= Dixwell, New Haven =

Neighborhood in New Haven, Connecticut

Dixwell is a neighborhood of New Haven, Connecticut. Named for Dixwell Avenue, the main thoroughfare of the neighborhood which in turn was named for regicide judge John Dixwell, it is situated generally northwest of and adjacent to Downtown New Haven.

The northern part of the official Dixwell neighborhood planning area is included within the Winchester Repeating Arms Company Historic District. This historic neighborhood also includes important and pioneering African American institutions, including the Dixwell Avenue Congregational United Church of Christ, St. Luke's Episcopal Church, and the former Goffe Street Special School for Colored Children. The historic New Haven Armory is also in this neighborhood.

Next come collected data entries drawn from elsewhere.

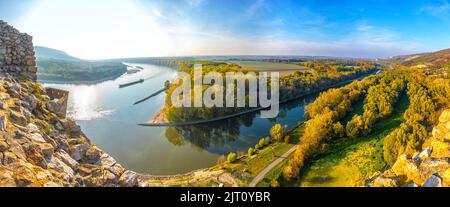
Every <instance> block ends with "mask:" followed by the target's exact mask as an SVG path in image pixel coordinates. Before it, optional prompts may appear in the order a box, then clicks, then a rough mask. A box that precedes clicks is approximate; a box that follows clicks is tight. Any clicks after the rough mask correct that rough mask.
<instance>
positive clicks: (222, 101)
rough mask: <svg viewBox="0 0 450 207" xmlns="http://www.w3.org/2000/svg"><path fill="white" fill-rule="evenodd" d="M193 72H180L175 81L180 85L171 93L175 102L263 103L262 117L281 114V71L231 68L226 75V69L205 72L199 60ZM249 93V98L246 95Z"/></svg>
mask: <svg viewBox="0 0 450 207" xmlns="http://www.w3.org/2000/svg"><path fill="white" fill-rule="evenodd" d="M193 74H194V77H193V78H192V77H191V75H190V74H188V73H185V72H179V73H178V78H177V79H176V80H175V82H174V83H175V84H178V85H179V86H178V87H177V88H176V89H175V90H174V91H173V93H172V95H171V101H172V105H173V106H175V107H197V108H201V107H207V108H212V107H217V108H225V107H229V108H234V107H240V108H245V107H247V106H248V107H251V108H258V107H259V108H262V110H261V117H262V118H275V117H277V116H278V113H279V110H280V109H279V102H280V74H279V73H278V72H270V73H269V72H259V73H258V75H257V74H256V73H255V72H247V73H243V72H227V73H225V77H223V76H224V75H223V73H219V72H209V73H207V74H205V75H203V66H202V65H201V64H196V65H194V73H193ZM269 74H270V75H269ZM192 80H193V83H192ZM224 83H225V85H224ZM247 83H248V84H247ZM192 84H193V85H192ZM269 84H270V87H269ZM205 88H206V90H205ZM269 89H270V93H269ZM224 96H225V98H224ZM247 96H248V98H246V97H247ZM225 100H226V101H225ZM258 103H259V105H258Z"/></svg>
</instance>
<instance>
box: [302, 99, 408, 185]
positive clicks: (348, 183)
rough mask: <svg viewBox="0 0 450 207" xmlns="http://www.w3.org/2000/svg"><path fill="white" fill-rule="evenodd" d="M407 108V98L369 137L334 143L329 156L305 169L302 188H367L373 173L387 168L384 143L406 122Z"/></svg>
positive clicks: (330, 150)
mask: <svg viewBox="0 0 450 207" xmlns="http://www.w3.org/2000/svg"><path fill="white" fill-rule="evenodd" d="M407 107H408V99H407V97H406V96H405V95H404V96H402V98H401V99H400V101H399V103H398V106H397V107H396V109H395V111H394V113H393V115H392V116H390V117H387V118H385V119H383V120H380V121H379V122H377V124H375V126H374V128H373V132H372V133H371V134H370V135H368V136H366V137H359V138H356V139H351V138H342V139H339V140H336V141H334V142H331V143H330V144H329V149H330V150H329V151H328V152H327V153H326V154H322V155H319V156H318V157H317V158H316V159H314V160H312V161H311V162H309V164H308V165H306V166H305V168H304V170H303V172H302V176H301V179H300V186H304V187H311V186H313V187H354V186H365V185H366V180H367V179H369V178H370V177H372V176H373V175H374V173H376V172H382V171H385V170H386V169H387V168H388V165H387V164H386V163H385V162H384V159H383V141H384V138H385V137H386V136H387V135H388V134H389V133H390V132H391V131H392V130H394V129H396V128H397V127H399V126H400V124H401V123H402V122H403V113H404V111H405V110H406V109H407ZM355 111H358V110H355Z"/></svg>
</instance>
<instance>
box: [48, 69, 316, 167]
mask: <svg viewBox="0 0 450 207" xmlns="http://www.w3.org/2000/svg"><path fill="white" fill-rule="evenodd" d="M140 66H142V67H143V68H144V70H143V71H141V72H139V73H136V74H126V75H124V76H122V77H120V78H118V79H117V80H113V81H107V82H103V83H99V84H95V85H65V84H44V85H45V86H50V87H55V88H61V89H65V90H68V91H69V92H70V95H69V108H68V110H69V115H70V116H71V117H74V118H75V119H76V120H77V123H78V124H80V126H81V127H82V129H83V131H84V133H85V134H86V135H87V136H88V137H89V138H90V139H91V140H92V141H93V142H94V143H96V144H97V145H98V146H100V147H101V148H102V149H104V150H105V151H107V152H108V153H109V154H111V155H112V156H113V157H114V158H116V159H117V161H119V162H120V163H122V164H123V165H124V166H125V167H126V168H128V169H130V170H134V171H137V172H146V173H151V174H155V175H168V174H176V173H185V172H189V171H192V170H195V169H199V168H205V167H210V166H212V165H214V164H216V162H217V159H218V158H219V157H220V156H221V155H225V154H228V153H229V152H237V151H243V152H246V151H247V149H248V148H249V147H251V146H254V145H255V144H256V143H257V142H258V140H259V139H260V138H262V137H266V136H268V135H269V131H270V128H271V127H272V126H273V125H274V124H275V123H280V124H282V125H288V126H289V127H294V126H295V125H296V124H297V123H298V122H300V121H302V120H303V108H304V106H305V105H306V104H307V103H309V102H310V101H312V100H313V99H314V97H308V98H305V99H302V100H298V101H295V102H291V103H289V104H283V105H282V106H281V107H280V115H279V116H278V117H277V118H274V119H262V118H260V117H259V113H253V114H249V115H246V116H241V117H237V118H234V119H229V120H226V121H221V122H216V123H210V124H204V125H200V126H189V127H141V126H138V125H137V124H138V123H144V122H146V121H147V120H149V119H150V118H151V117H152V116H153V115H154V114H156V113H157V112H158V111H159V110H160V109H161V108H162V107H163V104H164V99H165V93H161V94H160V95H158V96H156V97H153V98H152V99H150V100H148V101H146V102H144V103H142V104H139V105H136V106H134V105H133V103H134V102H136V101H137V100H140V99H142V98H144V97H146V96H148V95H150V94H152V93H154V92H156V91H158V90H159V89H161V88H162V87H163V85H164V82H165V81H166V80H172V79H173V78H174V77H175V76H176V72H175V71H174V70H172V69H170V68H167V67H161V66H154V65H140ZM139 79H145V80H146V81H145V82H144V83H142V84H137V85H133V86H130V87H127V88H122V89H119V87H118V86H119V84H123V83H128V82H132V81H136V80H139Z"/></svg>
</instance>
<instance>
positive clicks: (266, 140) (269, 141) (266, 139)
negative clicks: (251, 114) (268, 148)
mask: <svg viewBox="0 0 450 207" xmlns="http://www.w3.org/2000/svg"><path fill="white" fill-rule="evenodd" d="M270 142H272V140H270V137H266V139H264V144H265V145H266V146H268V145H270Z"/></svg>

Over the years, Yale University has expanded into Dixwell and the neighborhood contains Yale buildings including Morse College, Ezra Stiles College, Benjamin Franklin College, Pauli Murray College, Payne Whitney Gymnasium and Ingalls Rink. The Yale Police Department relocated its headquarters to the neighborhood in 2005.

Toad's Place concert venue and nightclub is located in Dixwell. The Farmington Canal runs through the neighborhood as well.

In 2020, the Dixwell community opened a skatepark in Scantlebury park.